Iman Shrumpert tore his ACL and lateral meniscus in Game 1 of the New York Knick’s first round playoff series while wearing adidas sneakers. In an odd coincidence, Bulls superstar Derrick Rose tore his ACL on the exact same day. Both athletes wore adidas sneakers at the time of their injuries, and many uninformed began to blame the shoes. However, only 8 days later, Knicks guard Baron Davis suffered one of the worse knee injuries in recent memory. The veteran guard raced up court, was fouled, and collapsed. The injury looked bad, but the realization of its extent was shocking. Davis suffered a complete tear of the MCL and ACL, and partially tore his patella tendon. His career now hangs in the balance, as he continues to rehab the dreadful injury. Baron Davis, once a Reebok athlete, wore Li-Ning sneakers.

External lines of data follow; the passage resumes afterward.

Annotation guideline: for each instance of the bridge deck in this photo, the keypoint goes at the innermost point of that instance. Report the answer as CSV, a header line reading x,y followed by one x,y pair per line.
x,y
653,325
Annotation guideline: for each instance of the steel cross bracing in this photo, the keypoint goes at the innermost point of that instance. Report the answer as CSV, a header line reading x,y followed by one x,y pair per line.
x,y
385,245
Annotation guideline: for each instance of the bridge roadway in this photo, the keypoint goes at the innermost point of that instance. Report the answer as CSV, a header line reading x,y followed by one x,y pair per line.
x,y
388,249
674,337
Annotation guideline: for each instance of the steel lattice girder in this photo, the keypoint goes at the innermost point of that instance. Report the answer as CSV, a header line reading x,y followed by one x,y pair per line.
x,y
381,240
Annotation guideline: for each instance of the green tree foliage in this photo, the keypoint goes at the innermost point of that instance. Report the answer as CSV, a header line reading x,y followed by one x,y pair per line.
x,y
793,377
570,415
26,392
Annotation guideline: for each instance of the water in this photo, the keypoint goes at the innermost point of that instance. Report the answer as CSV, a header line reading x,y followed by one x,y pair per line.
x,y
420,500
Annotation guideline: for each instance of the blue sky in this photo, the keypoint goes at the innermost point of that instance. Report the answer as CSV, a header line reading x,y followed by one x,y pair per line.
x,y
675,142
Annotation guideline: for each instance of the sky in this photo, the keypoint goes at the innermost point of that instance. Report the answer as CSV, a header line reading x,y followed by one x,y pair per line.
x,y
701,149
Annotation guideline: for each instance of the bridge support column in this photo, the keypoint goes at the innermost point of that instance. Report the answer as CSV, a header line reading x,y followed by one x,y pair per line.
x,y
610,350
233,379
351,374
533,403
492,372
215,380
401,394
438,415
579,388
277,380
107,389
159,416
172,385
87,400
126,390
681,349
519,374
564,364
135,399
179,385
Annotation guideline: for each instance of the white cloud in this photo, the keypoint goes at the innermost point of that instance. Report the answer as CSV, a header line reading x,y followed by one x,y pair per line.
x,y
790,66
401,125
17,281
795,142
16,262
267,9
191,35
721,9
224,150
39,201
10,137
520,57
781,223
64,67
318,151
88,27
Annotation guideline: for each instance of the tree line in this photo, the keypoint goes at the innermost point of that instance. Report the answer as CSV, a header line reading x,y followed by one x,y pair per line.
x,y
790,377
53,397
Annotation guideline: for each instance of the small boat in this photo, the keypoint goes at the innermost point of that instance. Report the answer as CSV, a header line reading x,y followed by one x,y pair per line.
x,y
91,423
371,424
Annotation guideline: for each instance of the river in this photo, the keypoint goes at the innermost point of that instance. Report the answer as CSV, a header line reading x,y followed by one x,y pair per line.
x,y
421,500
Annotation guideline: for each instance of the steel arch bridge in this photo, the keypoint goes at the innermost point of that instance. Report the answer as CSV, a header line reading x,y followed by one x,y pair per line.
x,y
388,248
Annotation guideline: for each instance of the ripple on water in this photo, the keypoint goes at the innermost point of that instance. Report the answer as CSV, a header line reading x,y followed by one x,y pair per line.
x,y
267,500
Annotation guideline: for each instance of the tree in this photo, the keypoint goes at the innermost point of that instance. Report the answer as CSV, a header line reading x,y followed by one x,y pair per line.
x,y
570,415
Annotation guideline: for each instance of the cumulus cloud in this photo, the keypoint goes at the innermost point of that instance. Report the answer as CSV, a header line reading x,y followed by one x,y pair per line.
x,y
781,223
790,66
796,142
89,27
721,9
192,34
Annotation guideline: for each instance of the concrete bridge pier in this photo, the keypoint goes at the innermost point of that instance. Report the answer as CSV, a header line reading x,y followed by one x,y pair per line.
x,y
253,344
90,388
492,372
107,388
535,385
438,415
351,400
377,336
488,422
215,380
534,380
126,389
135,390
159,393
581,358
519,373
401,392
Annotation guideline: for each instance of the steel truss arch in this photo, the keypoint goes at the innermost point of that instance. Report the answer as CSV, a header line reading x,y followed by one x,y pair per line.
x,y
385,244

Prior to the Ware injury, one of the worse basketball injuries of this generation happened to Shaun Livingston. In just his third season in the NBA, and only three years removed from high school, the then Los Angeles Clipper guard had promising career ahead of him. That seemed to come to a screeching and excruciating halt on February 26, 2007 when Livingston’s fell awkwardly on his knee during a game against the Charlotte Bobcats. In general terms, it was said that he “broke his knee”. However, it was not that simple. The injury was so severe, a doctor warned of possible amputation. Livingston dislocated his knee, and tore the ACL, PCL, and MCL. Three of the four ligaments were completely torn, and his comeback was long and arduous. Now playing the Cleveland Cavaliers, there were questions if he would ever return to the court. Shaun Livingston wore Reebok sneakers.

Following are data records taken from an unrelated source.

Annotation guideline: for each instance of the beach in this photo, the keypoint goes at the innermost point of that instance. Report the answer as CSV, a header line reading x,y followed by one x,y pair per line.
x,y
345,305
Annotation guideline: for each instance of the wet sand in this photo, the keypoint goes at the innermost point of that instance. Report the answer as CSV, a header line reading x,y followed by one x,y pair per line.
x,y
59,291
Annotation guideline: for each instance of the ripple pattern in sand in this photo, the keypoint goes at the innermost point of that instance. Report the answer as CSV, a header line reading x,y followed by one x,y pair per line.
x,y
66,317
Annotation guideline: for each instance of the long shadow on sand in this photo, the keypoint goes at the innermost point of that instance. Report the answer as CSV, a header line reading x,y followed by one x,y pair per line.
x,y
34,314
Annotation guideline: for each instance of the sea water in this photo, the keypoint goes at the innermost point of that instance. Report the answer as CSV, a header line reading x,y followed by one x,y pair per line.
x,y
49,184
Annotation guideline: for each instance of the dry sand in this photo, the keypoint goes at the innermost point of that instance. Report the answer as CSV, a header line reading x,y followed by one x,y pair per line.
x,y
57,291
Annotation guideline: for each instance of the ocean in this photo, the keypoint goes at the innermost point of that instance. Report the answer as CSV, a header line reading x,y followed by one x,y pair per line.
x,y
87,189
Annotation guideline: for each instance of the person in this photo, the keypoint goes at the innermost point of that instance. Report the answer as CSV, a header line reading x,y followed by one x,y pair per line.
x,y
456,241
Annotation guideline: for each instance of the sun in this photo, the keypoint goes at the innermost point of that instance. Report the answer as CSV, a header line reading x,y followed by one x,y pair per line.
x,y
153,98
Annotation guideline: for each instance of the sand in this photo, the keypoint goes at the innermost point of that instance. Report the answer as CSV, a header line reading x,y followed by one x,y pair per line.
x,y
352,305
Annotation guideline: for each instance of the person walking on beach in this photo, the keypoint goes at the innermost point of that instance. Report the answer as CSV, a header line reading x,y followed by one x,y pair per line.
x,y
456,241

Da’Sean Butler was a star guard at West Virginia University. He turned down the NBA for a chance to lead the Mountaineers to an NCAA Championship. As he played in the 2010 Final Four, Butler tore his ACL and sprained his MCL on a baseline drive in the second of the game against Duke. The troubling scene saw the young player lying flat on the court, devastated by the idea of his career being lost as his coach consoled him. West Virginia is a Nike sponsored program.
This year in the NBA, both Rajon Rondo and Leandro Barbosa suffered season ending ACL tears. Outside of both being Boston, both played previous seasons in switched brands during their career. Rondo wore Reebok early in his career, and Barbosa wore adidas. When they were injured, both players were wearing Nike sneakers.

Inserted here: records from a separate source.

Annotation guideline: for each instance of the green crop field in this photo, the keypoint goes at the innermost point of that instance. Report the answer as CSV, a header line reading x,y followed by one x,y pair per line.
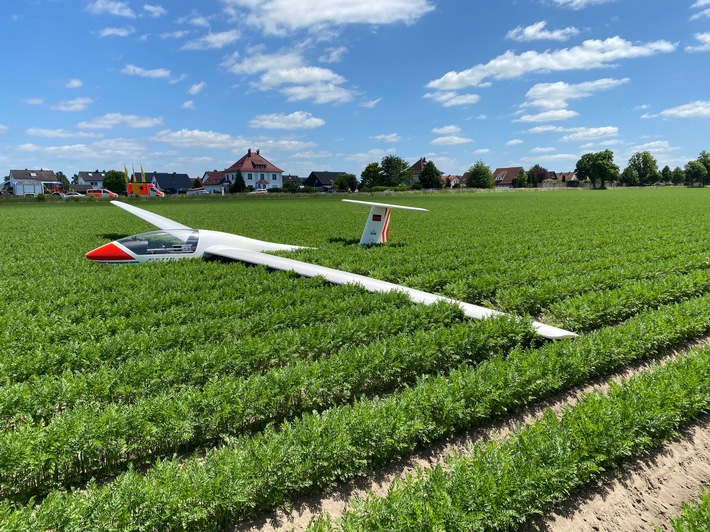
x,y
197,395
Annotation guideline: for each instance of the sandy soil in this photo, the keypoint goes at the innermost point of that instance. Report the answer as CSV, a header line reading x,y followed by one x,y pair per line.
x,y
650,494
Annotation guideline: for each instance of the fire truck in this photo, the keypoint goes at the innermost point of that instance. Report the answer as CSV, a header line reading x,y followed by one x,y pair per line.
x,y
143,189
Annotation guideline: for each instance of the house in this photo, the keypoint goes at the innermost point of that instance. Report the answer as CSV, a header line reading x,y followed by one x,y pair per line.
x,y
256,171
93,179
214,181
170,183
322,180
30,182
503,177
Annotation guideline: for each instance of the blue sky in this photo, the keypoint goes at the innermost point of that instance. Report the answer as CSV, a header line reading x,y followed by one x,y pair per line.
x,y
183,86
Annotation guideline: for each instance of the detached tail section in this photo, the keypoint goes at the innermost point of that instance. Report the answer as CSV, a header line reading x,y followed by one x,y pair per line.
x,y
378,221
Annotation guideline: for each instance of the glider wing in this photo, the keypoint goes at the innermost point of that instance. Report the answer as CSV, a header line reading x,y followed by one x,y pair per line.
x,y
161,222
369,284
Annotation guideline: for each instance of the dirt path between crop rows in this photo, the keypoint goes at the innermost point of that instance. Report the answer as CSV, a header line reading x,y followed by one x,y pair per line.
x,y
649,493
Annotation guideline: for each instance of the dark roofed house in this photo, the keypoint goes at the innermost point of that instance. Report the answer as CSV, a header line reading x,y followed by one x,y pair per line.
x,y
214,181
256,171
503,177
170,183
322,180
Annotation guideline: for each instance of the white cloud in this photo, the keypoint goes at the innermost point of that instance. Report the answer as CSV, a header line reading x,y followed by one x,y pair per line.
x,y
196,88
288,73
213,41
446,130
279,16
704,46
697,109
388,137
333,55
154,11
590,54
450,98
549,116
59,133
119,9
117,32
587,133
297,120
555,95
580,4
537,32
111,120
76,104
450,140
133,70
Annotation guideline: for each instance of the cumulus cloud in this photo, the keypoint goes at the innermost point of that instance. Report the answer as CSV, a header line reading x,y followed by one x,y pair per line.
x,y
388,137
555,95
450,140
196,88
297,120
213,40
590,54
537,32
446,130
704,45
154,11
117,32
76,104
110,7
280,16
133,70
697,109
111,120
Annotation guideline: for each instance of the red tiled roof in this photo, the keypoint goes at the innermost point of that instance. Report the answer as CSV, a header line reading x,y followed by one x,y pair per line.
x,y
253,162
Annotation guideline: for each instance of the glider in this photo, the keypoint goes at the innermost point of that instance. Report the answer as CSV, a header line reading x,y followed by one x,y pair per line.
x,y
177,241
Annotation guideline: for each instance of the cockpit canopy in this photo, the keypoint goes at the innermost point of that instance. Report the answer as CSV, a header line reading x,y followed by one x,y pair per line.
x,y
168,242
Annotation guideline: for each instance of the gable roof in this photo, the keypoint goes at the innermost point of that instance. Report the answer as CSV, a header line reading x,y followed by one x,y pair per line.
x,y
39,175
215,177
253,162
504,176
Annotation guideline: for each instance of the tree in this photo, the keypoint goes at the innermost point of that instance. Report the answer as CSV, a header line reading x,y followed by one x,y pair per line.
x,y
678,176
431,176
371,176
536,175
239,185
598,166
695,172
667,174
115,181
480,176
645,167
395,171
521,179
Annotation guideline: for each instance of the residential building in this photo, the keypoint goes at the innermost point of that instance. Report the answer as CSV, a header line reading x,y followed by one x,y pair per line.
x,y
322,180
256,171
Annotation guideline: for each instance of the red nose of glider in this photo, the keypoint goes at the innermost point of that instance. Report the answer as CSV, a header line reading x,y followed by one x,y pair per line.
x,y
109,253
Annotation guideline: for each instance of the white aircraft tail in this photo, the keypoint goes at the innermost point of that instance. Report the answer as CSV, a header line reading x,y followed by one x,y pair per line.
x,y
378,221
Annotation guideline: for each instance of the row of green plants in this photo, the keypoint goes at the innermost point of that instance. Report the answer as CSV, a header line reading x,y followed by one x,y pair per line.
x,y
694,515
249,475
151,371
502,484
95,439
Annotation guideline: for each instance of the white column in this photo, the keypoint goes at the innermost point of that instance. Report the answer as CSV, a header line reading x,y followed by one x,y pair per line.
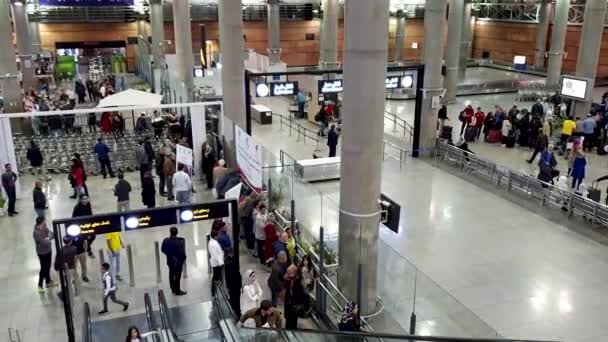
x,y
558,43
328,53
434,28
183,49
589,50
274,32
365,59
542,31
453,51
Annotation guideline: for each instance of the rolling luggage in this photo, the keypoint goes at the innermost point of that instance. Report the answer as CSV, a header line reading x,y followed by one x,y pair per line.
x,y
470,134
595,194
493,136
446,132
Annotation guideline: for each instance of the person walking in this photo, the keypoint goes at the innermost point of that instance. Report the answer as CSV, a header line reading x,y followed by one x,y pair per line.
x,y
174,248
43,239
275,280
34,155
39,199
332,140
109,289
141,158
252,292
103,155
216,257
296,302
182,185
121,191
114,244
168,172
148,191
9,180
260,236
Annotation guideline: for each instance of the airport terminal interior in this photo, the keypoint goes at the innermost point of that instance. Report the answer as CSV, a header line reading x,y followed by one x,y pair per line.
x,y
303,170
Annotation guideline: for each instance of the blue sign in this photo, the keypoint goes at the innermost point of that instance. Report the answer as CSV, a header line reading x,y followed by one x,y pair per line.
x,y
86,2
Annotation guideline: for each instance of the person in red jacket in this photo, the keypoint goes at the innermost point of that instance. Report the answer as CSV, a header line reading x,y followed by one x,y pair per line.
x,y
479,118
466,117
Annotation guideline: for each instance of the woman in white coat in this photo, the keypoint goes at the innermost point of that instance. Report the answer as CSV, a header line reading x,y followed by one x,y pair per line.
x,y
252,292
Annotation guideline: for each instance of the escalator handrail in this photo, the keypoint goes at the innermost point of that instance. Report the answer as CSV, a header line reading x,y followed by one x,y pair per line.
x,y
165,316
152,324
87,335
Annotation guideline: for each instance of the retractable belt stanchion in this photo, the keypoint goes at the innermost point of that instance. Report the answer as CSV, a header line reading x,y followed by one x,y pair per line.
x,y
131,271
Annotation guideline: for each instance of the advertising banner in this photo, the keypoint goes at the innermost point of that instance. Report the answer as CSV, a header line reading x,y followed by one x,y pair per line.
x,y
249,157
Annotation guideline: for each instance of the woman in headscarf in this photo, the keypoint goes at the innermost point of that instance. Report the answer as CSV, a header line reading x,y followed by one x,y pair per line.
x,y
252,292
350,318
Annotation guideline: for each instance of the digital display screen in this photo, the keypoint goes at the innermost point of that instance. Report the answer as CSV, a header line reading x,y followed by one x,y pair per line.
x,y
206,211
150,219
93,226
86,2
573,87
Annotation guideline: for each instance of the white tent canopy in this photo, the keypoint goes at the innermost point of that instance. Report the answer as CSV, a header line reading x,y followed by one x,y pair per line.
x,y
131,97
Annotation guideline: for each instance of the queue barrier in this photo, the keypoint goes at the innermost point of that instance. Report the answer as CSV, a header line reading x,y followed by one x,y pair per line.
x,y
546,194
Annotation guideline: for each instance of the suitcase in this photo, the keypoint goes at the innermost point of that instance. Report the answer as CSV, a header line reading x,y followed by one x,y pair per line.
x,y
595,194
446,132
493,136
470,134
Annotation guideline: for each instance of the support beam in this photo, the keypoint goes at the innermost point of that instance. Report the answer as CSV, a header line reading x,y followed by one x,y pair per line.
x,y
434,28
274,31
558,43
453,51
542,32
400,36
589,50
183,49
365,60
328,54
466,40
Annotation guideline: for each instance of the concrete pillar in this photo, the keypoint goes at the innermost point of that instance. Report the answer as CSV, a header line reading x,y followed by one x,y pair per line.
x,y
183,48
365,59
24,45
434,28
35,34
542,31
466,39
232,46
589,50
158,34
328,54
453,51
400,36
558,43
274,31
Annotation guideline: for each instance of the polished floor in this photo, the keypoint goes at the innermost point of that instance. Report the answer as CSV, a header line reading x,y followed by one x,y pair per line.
x,y
488,264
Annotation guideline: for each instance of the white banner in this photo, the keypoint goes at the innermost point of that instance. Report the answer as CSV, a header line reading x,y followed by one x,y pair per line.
x,y
184,156
249,157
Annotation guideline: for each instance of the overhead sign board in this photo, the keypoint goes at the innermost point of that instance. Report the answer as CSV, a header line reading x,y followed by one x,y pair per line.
x,y
276,89
204,211
150,218
93,225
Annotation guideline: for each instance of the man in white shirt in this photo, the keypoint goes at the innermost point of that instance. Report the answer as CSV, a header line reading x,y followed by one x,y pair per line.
x,y
182,185
109,289
216,259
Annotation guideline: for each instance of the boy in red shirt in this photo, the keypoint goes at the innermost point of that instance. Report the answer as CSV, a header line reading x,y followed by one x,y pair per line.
x,y
479,118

Injuries are a part of sports. Athletes put themselves through strenuous regiments to get in shape, and play long season. The physical exertion an athlete experiences on a regular basis is hard to fathom. Larger-than-life human being performing high-flying, fast-moving activities heightens risk exponentially. If adidas shoes were the baseline for knee injuries, would Minnesota Timberwolves point guard, Ricky Rubio, whom tore his ACL while wearing Nikes in 2012, make the switch to the 3-stripes as he has?
Awkward landings, unfortunate incidents, and disastrous missteps are more common in everyday life than one may think. When watching sports, and ultimately sports injuries, it is important to understand the years of studying, testing, and reworking that occurs prior to a shoe being released. These are only a small sampling of recent examples of injuries that have occurred on the basketball court. The range of shoes worn during injuries, and how they occurred is enough proof to conclude that It’s Not The Shoes.